Los donantes en EEUU no poseen anonimato, por ello cuando la pareja fue considerada apta para escoger un embrión, tuvo dos semanas para elegir al idóneo entre 300 perfiles. La pareja tuvo que esperar hasta el segundo intento para lograr el éxito, pero ésto desconociendo que el embrión tenía 25 años de antigüedad.


Los padres descubrieron este sorprendente hecho el pasado mes de marzo, cuando la embrióloga Carol Sommerfelt, del Centro Nacional de Donación de Embriones de Estados Unidos, les informó. Según informa la CNN, este es el más longevo que ha nacido satisfactoriamente para este centro.


El embrión del que ha surgido Emma fue fecundado por fertilización in vitro por una pareja que dejó cuatro embriones en congelación a disposición de otras que no pudieran tener hijos.


Rocío Núñez, investigadora y directora científica de la Clínica Tambre, responde a las posibles dudas que surgen tras este caso en el que la longevidad de un embrión no ha impedido el éxito de un proceso reproducción asistida.
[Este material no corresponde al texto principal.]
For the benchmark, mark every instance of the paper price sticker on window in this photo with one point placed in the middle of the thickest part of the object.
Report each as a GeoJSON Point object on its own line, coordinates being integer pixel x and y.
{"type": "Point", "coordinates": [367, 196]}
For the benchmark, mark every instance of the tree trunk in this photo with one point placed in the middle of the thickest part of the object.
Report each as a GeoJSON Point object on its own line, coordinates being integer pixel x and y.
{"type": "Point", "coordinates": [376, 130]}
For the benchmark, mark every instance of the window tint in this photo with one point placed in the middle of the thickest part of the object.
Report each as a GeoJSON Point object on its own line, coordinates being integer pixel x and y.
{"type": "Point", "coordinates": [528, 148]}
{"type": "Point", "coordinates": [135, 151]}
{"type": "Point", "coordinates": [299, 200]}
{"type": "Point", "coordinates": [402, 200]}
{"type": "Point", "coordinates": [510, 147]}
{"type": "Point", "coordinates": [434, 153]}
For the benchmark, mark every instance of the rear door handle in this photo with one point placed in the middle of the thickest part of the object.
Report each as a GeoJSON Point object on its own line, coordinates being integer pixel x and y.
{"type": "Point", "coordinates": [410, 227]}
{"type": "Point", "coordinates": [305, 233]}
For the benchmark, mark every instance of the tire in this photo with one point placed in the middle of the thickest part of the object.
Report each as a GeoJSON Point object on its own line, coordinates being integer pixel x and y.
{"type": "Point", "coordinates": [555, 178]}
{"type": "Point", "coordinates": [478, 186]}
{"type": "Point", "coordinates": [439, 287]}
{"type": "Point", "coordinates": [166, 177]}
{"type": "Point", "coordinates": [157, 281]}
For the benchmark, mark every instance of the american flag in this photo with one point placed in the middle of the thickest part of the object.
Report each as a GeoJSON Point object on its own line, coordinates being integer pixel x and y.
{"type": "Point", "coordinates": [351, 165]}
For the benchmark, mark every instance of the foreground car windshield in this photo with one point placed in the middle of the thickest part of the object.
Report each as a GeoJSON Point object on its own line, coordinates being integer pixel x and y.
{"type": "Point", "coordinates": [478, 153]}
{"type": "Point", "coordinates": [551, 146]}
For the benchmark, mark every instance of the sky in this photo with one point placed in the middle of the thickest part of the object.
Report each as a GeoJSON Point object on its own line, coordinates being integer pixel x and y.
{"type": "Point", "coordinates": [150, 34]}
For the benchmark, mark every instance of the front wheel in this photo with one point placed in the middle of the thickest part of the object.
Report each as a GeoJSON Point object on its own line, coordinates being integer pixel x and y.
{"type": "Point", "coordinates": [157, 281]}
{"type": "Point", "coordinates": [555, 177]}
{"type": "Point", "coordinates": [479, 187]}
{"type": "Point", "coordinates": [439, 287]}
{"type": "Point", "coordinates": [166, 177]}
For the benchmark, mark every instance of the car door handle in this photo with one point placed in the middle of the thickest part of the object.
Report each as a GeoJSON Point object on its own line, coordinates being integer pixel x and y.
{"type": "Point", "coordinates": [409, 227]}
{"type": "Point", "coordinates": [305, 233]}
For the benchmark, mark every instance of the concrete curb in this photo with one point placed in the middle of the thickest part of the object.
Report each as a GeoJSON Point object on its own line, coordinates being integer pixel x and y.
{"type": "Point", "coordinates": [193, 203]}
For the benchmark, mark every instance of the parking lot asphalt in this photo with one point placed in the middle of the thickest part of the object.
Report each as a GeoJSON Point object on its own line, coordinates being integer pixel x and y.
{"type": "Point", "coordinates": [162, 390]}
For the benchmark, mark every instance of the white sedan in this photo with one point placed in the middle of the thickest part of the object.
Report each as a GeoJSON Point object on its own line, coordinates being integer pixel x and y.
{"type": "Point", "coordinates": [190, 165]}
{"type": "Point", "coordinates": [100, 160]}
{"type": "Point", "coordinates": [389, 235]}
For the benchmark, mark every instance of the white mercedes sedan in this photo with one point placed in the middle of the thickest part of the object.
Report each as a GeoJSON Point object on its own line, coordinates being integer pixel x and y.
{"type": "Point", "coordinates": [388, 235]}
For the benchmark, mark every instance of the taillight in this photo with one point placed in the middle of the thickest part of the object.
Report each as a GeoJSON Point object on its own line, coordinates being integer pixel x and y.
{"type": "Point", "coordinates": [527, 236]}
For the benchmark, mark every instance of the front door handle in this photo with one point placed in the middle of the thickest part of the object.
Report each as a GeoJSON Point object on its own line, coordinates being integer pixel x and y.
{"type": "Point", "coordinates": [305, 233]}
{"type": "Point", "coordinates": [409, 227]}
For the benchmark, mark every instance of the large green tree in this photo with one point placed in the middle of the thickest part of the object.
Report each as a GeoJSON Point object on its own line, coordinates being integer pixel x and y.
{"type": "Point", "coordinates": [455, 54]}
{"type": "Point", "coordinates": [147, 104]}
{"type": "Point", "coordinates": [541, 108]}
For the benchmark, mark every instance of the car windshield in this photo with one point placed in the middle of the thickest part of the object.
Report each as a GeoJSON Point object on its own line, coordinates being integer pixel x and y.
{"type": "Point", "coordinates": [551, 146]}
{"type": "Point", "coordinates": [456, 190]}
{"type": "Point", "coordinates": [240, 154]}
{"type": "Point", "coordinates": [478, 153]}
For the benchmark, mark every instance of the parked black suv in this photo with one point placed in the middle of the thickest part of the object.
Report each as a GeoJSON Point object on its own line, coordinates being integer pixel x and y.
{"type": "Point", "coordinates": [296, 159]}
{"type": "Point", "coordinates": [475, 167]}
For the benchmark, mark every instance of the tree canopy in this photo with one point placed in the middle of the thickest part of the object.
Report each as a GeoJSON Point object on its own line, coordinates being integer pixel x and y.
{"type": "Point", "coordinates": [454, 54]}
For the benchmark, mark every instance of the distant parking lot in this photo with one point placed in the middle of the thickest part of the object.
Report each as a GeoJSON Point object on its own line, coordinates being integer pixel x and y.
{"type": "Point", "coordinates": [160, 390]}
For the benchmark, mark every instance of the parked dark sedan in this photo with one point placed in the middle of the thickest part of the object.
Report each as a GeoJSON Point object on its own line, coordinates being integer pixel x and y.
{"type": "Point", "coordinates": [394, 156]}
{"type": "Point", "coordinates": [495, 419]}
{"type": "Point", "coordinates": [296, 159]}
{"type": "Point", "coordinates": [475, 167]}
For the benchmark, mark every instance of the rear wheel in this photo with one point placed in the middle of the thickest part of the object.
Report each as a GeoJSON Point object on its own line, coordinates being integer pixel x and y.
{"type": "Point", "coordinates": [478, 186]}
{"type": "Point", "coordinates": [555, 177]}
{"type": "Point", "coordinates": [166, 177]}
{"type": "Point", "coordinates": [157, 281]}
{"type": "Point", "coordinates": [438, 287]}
“Sin duda lo que ha sucedido es posible. Y puede pasar con éxito. La edad del embrión congelado, si está bien conservado y no ha sufrido ninguna alteración externa, no influye en el éxito de la fecundación. Es más, estos se pueden conservar indefinidamente”, explica la embrióloga. “Además, es muy posible que sea el más viejo porque la última información de la que se disponía se publicó en un estudio en el que se fechaba en 20 años la edad del embrión más longevo”, incide. “Lo más bonito de este caso es que el embrión y la mujer tienen casi la misma edad biológica. Es sorprendente”, afirma.


“Lo fundamental para que la transferencia del embrión sea un éxito es que el proceso de descongelación sea el adecuado y que el útero de la mujer esté preparado para recibirlo, lo que se puede programar gracias a una terapia que incluye el suministro de estrógenos y progesterona a la mujer”, explica.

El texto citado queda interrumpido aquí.